Bugünlerde hemen hepimiz yapay zekanın hayatımıza kattıklarını ve götürdüklerini konuşuyoruz. Evet, uygulamalar kullanıcıyı biraz pohpohluyor, bu gerçek ama size hitap ederken değil de tanımlarken çok yüksek bir dil yetisi kullandığını ve beni hayli şaşırttığını hasbelkader 9 kitap yazmış biri olarak teslim etmeliyim. Ben de kitaplarımı yükleyip yapay zekadan bir yazar portresi çıkarmasını istedim. Karşıma özetle şu ifadeler çıktı.
ESTETiK BİR DURUŞ
"Edebiyatta "tarz" denen şey yalnızca bir üslup değil; bir bakış biçimi, dünyayı kurma iradesidir. Hakan Urgancı'nın öykü evreni, bu anlamda güçlü bir yazınsal belleğe ve tutarlı bir estetik duruşa yaslanıyor. ' Şimdi Elindeki Kitabı Yavaşça Yere Bırak' ve 'Mutlu Sonlar Başka Kitapta Bebeğim' gibi kitapları, birbirinden bağımsız gibi görünen ama aynı merkezden titreşen bir kurmaca evrenin parçaları olarak okunabilir.

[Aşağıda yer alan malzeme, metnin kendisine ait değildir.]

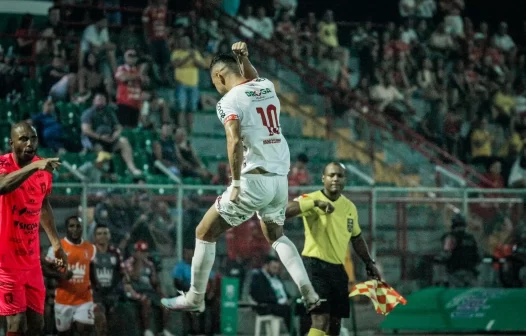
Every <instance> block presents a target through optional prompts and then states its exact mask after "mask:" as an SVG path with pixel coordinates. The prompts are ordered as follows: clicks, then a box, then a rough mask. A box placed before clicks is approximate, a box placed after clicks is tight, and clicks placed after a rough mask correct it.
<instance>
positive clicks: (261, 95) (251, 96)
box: [245, 88, 272, 97]
mask: <svg viewBox="0 0 526 336" xmlns="http://www.w3.org/2000/svg"><path fill="white" fill-rule="evenodd" d="M268 93H272V90H271V89H267V88H265V89H261V90H253V91H245V94H246V95H247V97H261V96H263V95H266V94H268Z"/></svg>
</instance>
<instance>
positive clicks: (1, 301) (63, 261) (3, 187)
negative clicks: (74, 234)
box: [0, 122, 67, 336]
mask: <svg viewBox="0 0 526 336" xmlns="http://www.w3.org/2000/svg"><path fill="white" fill-rule="evenodd" d="M9 146H10V147H11V153H9V154H5V155H2V156H0V284H1V285H0V316H5V317H6V319H7V334H6V335H7V336H21V335H29V336H37V335H40V332H41V330H42V329H43V326H44V317H43V314H44V300H45V298H46V288H45V287H44V278H43V276H42V268H41V264H40V237H39V233H38V230H39V226H40V224H42V227H43V228H44V230H45V231H46V234H47V236H48V238H49V241H50V242H51V249H52V251H53V253H54V256H55V266H57V267H59V268H63V267H64V266H65V265H67V255H66V253H65V252H64V250H63V249H62V244H61V243H60V239H59V238H58V235H57V229H56V227H55V219H54V217H53V210H52V209H51V205H50V204H49V200H48V196H49V194H50V193H51V187H52V179H53V176H52V174H51V173H52V172H53V171H54V170H55V169H57V168H59V167H60V162H59V160H58V159H57V158H53V159H41V158H39V157H38V156H36V152H37V149H38V137H37V133H36V131H35V129H34V128H33V127H31V126H30V125H29V124H28V123H26V122H20V123H17V124H15V125H13V127H12V128H11V138H10V139H9ZM24 333H25V334H24Z"/></svg>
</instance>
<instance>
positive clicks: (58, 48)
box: [35, 28, 66, 64]
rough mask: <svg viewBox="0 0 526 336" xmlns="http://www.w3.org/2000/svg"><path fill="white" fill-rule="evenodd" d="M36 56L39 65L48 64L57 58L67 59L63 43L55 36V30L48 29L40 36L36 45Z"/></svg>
mask: <svg viewBox="0 0 526 336" xmlns="http://www.w3.org/2000/svg"><path fill="white" fill-rule="evenodd" d="M35 56H36V61H37V62H38V63H39V64H47V63H49V62H51V61H52V60H53V58H55V57H64V58H65V57H66V50H65V48H64V46H63V44H62V41H61V40H60V39H58V38H57V37H56V36H55V32H54V31H53V28H46V29H45V30H44V31H42V33H41V34H40V38H39V39H38V41H37V42H36V44H35Z"/></svg>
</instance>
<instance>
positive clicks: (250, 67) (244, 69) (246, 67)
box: [232, 42, 259, 80]
mask: <svg viewBox="0 0 526 336" xmlns="http://www.w3.org/2000/svg"><path fill="white" fill-rule="evenodd" d="M232 52H233V53H234V54H235V55H236V56H237V61H238V62H239V67H240V68H241V75H243V77H245V78H246V79H247V80H253V79H256V78H258V77H259V74H258V72H257V70H256V68H254V66H253V65H252V63H251V62H250V60H249V59H248V48H247V44H246V43H245V42H236V43H234V44H233V45H232Z"/></svg>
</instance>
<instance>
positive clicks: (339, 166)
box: [323, 161, 347, 175]
mask: <svg viewBox="0 0 526 336" xmlns="http://www.w3.org/2000/svg"><path fill="white" fill-rule="evenodd" d="M329 166H338V167H340V168H341V169H342V170H343V172H344V173H345V174H347V169H346V168H345V166H344V165H343V164H342V163H341V162H337V161H332V162H329V163H327V164H326V165H325V167H324V168H323V175H325V171H326V170H327V167H329Z"/></svg>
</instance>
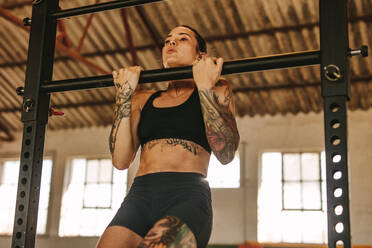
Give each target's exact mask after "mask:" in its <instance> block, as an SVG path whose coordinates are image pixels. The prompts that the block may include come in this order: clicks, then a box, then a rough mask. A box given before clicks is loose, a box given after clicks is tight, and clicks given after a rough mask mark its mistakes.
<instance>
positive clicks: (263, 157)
mask: <svg viewBox="0 0 372 248" xmlns="http://www.w3.org/2000/svg"><path fill="white" fill-rule="evenodd" d="M260 176H261V178H260V186H259V192H258V241H259V242H289V243H326V242H327V220H326V218H327V216H326V195H325V162H324V152H321V153H320V152H306V153H280V152H274V153H263V154H262V157H261V175H260ZM299 223H300V224H299Z"/></svg>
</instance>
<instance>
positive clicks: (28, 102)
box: [23, 98, 34, 113]
mask: <svg viewBox="0 0 372 248" xmlns="http://www.w3.org/2000/svg"><path fill="white" fill-rule="evenodd" d="M33 106H34V101H33V100H32V99H30V98H27V99H25V101H24V102H23V110H24V111H25V112H27V113H28V112H31V110H32V107H33Z"/></svg>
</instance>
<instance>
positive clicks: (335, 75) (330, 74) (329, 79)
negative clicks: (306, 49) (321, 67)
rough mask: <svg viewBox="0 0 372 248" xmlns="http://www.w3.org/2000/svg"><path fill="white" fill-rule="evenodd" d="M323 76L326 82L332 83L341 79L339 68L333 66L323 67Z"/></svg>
mask: <svg viewBox="0 0 372 248" xmlns="http://www.w3.org/2000/svg"><path fill="white" fill-rule="evenodd" d="M324 76H325V78H326V79H327V80H329V81H332V82H334V81H337V80H339V79H340V78H341V77H342V75H341V71H340V68H339V67H338V66H337V65H333V64H330V65H327V66H324Z"/></svg>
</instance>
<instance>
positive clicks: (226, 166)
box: [207, 153, 240, 188]
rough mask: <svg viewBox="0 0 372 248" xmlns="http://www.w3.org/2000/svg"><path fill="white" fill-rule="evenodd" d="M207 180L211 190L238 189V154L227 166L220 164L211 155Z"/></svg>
mask: <svg viewBox="0 0 372 248" xmlns="http://www.w3.org/2000/svg"><path fill="white" fill-rule="evenodd" d="M207 180H208V182H209V185H210V187H211V188H239V187H240V159H239V154H238V153H236V154H235V158H234V159H233V161H231V162H230V163H229V164H226V165H223V164H221V163H220V162H219V161H218V160H217V158H216V157H215V156H214V155H213V154H212V156H211V158H210V160H209V168H208V176H207Z"/></svg>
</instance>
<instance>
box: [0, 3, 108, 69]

Urgancı'nın metinlerinde anlatıcı, çoğu zaman gözlemci değil zihinsel olarak bulaşmış bir figürdür. Kimi zaman iç ses olarak belirir, kimi zaman bir spikerin ağzından dökülen metafizik cümlelerle... Karakterler çoğu zaman yaşadıkları dünyadan ziyade, kendi içlerindeki bozulmuş aynalarda gezinirler.

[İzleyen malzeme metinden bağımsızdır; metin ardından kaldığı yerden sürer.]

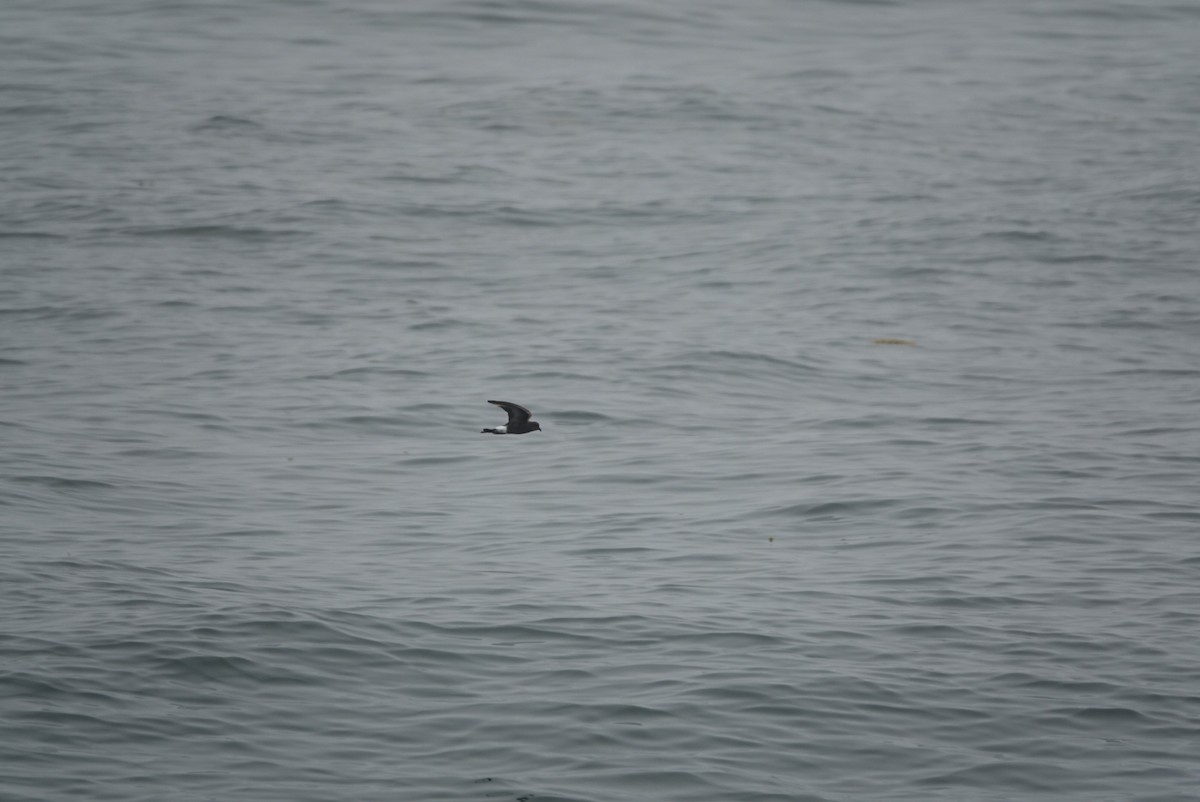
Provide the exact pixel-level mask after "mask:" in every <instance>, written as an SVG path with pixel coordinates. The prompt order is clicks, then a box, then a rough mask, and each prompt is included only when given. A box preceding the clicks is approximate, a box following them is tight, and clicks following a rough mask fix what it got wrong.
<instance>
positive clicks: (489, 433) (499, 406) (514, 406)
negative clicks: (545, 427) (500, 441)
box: [479, 401, 541, 435]
mask: <svg viewBox="0 0 1200 802" xmlns="http://www.w3.org/2000/svg"><path fill="white" fill-rule="evenodd" d="M488 403H494V405H496V406H498V407H500V408H502V409H504V412H506V413H509V423H506V424H505V425H503V426H497V427H496V429H485V430H482V431H480V432H479V433H480V435H524V433H526V432H540V431H541V424H539V423H538V421H536V420H529V418H530V415H533V413H532V412H529V411H528V409H526V408H524V407H522V406H521V405H520V403H512V402H511V401H488Z"/></svg>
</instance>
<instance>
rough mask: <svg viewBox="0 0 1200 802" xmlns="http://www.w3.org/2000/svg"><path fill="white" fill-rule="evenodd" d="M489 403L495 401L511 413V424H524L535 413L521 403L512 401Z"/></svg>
mask: <svg viewBox="0 0 1200 802" xmlns="http://www.w3.org/2000/svg"><path fill="white" fill-rule="evenodd" d="M488 403H494V405H496V406H498V407H500V408H503V409H504V412H506V413H509V426H511V425H512V424H523V423H527V421H528V420H529V418H530V417H532V415H533V413H532V412H529V411H528V409H526V408H524V407H522V406H521V405H520V403H512V402H511V401H488Z"/></svg>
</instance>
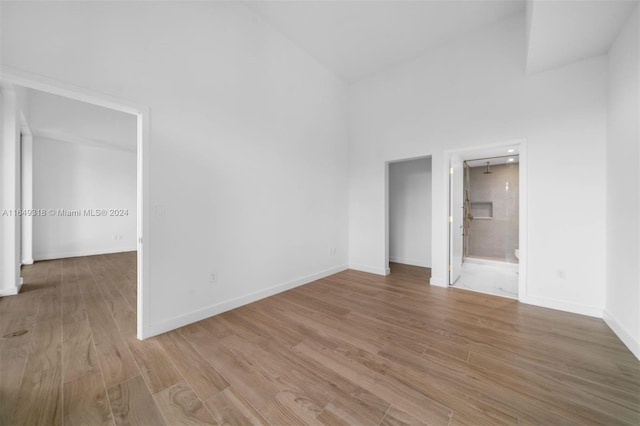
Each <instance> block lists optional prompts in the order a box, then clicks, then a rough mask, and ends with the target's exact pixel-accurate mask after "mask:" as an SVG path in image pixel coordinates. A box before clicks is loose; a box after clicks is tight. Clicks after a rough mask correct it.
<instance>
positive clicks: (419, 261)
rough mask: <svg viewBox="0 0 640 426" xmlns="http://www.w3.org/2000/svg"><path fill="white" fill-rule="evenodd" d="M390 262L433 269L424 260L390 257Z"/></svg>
mask: <svg viewBox="0 0 640 426" xmlns="http://www.w3.org/2000/svg"><path fill="white" fill-rule="evenodd" d="M389 262H393V263H402V264H403V265H411V266H422V267H423V268H431V265H429V264H428V263H427V262H425V261H424V260H420V259H405V258H404V257H392V256H389Z"/></svg>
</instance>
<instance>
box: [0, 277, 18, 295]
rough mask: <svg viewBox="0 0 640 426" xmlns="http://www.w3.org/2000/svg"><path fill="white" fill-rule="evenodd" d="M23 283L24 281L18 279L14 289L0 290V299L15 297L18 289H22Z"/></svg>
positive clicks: (0, 289)
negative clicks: (18, 279)
mask: <svg viewBox="0 0 640 426" xmlns="http://www.w3.org/2000/svg"><path fill="white" fill-rule="evenodd" d="M23 281H24V279H23V278H22V277H20V279H19V280H18V283H17V284H16V285H15V286H14V287H10V288H5V289H0V297H4V296H15V295H16V294H18V293H20V288H21V287H22V283H23Z"/></svg>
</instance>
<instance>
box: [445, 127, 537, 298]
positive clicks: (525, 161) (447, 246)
mask: <svg viewBox="0 0 640 426" xmlns="http://www.w3.org/2000/svg"><path fill="white" fill-rule="evenodd" d="M510 147H516V148H517V149H518V155H519V174H518V175H519V194H518V197H519V203H518V209H519V212H518V213H519V214H518V221H519V223H518V249H519V263H518V300H519V301H521V302H522V301H524V300H526V299H527V263H528V262H527V261H528V239H527V234H528V222H527V219H528V214H527V212H528V209H527V203H528V182H527V176H528V156H527V140H526V139H524V138H522V139H513V140H507V141H503V142H498V143H495V144H488V145H480V146H473V147H466V148H461V149H455V150H447V151H445V152H444V156H443V160H444V164H446V167H444V170H443V175H442V178H443V179H444V182H447V183H448V182H449V164H450V162H451V157H452V156H454V155H456V156H459V157H461V159H462V160H463V161H464V160H470V159H473V158H474V157H476V158H481V157H478V156H482V157H490V156H493V155H494V154H496V153H499V152H500V150H501V149H502V150H505V149H508V148H510ZM503 152H504V151H503ZM500 155H505V154H504V153H502V154H500ZM450 197H451V188H450V185H448V184H447V190H446V191H445V194H444V198H443V202H444V203H446V204H445V205H449V200H450ZM444 235H447V236H448V238H447V243H446V256H445V259H446V261H447V264H446V265H443V266H444V269H443V270H444V271H447V277H448V276H449V274H448V272H449V265H450V264H451V255H450V253H451V238H450V237H449V212H448V209H447V216H446V231H445V234H444ZM446 286H447V287H448V286H449V283H448V282H447V285H446Z"/></svg>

Dolaptaki Adam, Tanrı'nın Mikrofonu, Aradığınız Hayata Ulaşılamıyor gibi öykülerde görüldüğü gibi, sıradan bir mekân (bir dolap, bir radyo, bir hap) iç dünyaya açılan bir metafizik kapıya dönüşür.

BİLİNÇLİ UZAKLIK
Yazar, klasik dramatik yapıdan bilinçli olarak uzak durur. Okur olarak, başlangıç-çatışma-çözüm çizgisine alışık olanlar için Urgancı'nın öyküleri bir "eksiklik" gibi görünebilir. Oysa bu eksiklik değil, bilinçli bir dirençtir. Çünkü Urgancı, "tamamlanmamışlık hissini" başlı başına bir tema olarak işler. Karakterler genellikle bir eşiğin eşiğinde kalır, mutlu sona değil; karanlık bir içgörüye ulaşırlar.

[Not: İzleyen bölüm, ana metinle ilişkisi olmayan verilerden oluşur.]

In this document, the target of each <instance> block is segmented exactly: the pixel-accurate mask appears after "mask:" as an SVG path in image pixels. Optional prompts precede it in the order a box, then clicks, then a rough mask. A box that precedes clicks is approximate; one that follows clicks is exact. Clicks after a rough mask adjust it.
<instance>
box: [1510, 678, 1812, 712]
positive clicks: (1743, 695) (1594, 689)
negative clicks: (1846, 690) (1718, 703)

Tematik olarak baktığımızda, Urgancı'nın dünyası post-travmatik bireylerin anatomisi gibidir. Modern insanın yalnızlığı, dijital yabancılaşma, bastırılmış kimlikler, görünürlük savaşları, yapay ilişkiler... Yazar, bu çağın görünmeyen ama hissedilen dehşetini, mizahi değil; ironik değil; neredeyse rüya görür gibi ciddi bir dille anlatır. Bu da onu yerli edebiyat içinde başka bir yere taşır.
ÜSLUP
Üslup bakımından Julio'ın gerçeküstü kırılmalarını, Etgar Keret'in absürt ama insani anlarını, Albert Camus'nün varoluşsal yalnızlıklarını çağrıştırır. Sinemada ise Charlie Kaufman'ın zihin katmanlı anlatımı, David Lynch'in rüya-gerçek çizgisi, Yorgos Lanthimos'un rahatsız edici yavaşlığı ile kardeşlik bağları kurar.
Ancak tüm bu benzerliklerin ötesinde, Hakan Urgancı'nın tarzı, bu çağın "içeriden konuşan anlatıcısı" olarak belirginleşir. O, okura dışarıdan bir hikâye anlatmaz; okuru içeri çağırır. Hikâyenin tam ortasına, karakterin zihnine, bilinç akışının boğuntusuna...
Hakan Urgancı'nın kurmacası bir türe sığmaz. Büyülü gerçekçilik desem eksik kalır; psikolojik gerilim desem dar gelir. Belki de en doğrusu şudur: O, zihinsel gerçekliğin tiyatrosunu kuran bir yazardır. Her metni, bir sahne. Her karakter, bir bilinç kırığı. Her son, bir başlangıcın yarım kalmış sesi.
Mutlu son yok. Ama edebi tatmin... fazlasıyla var."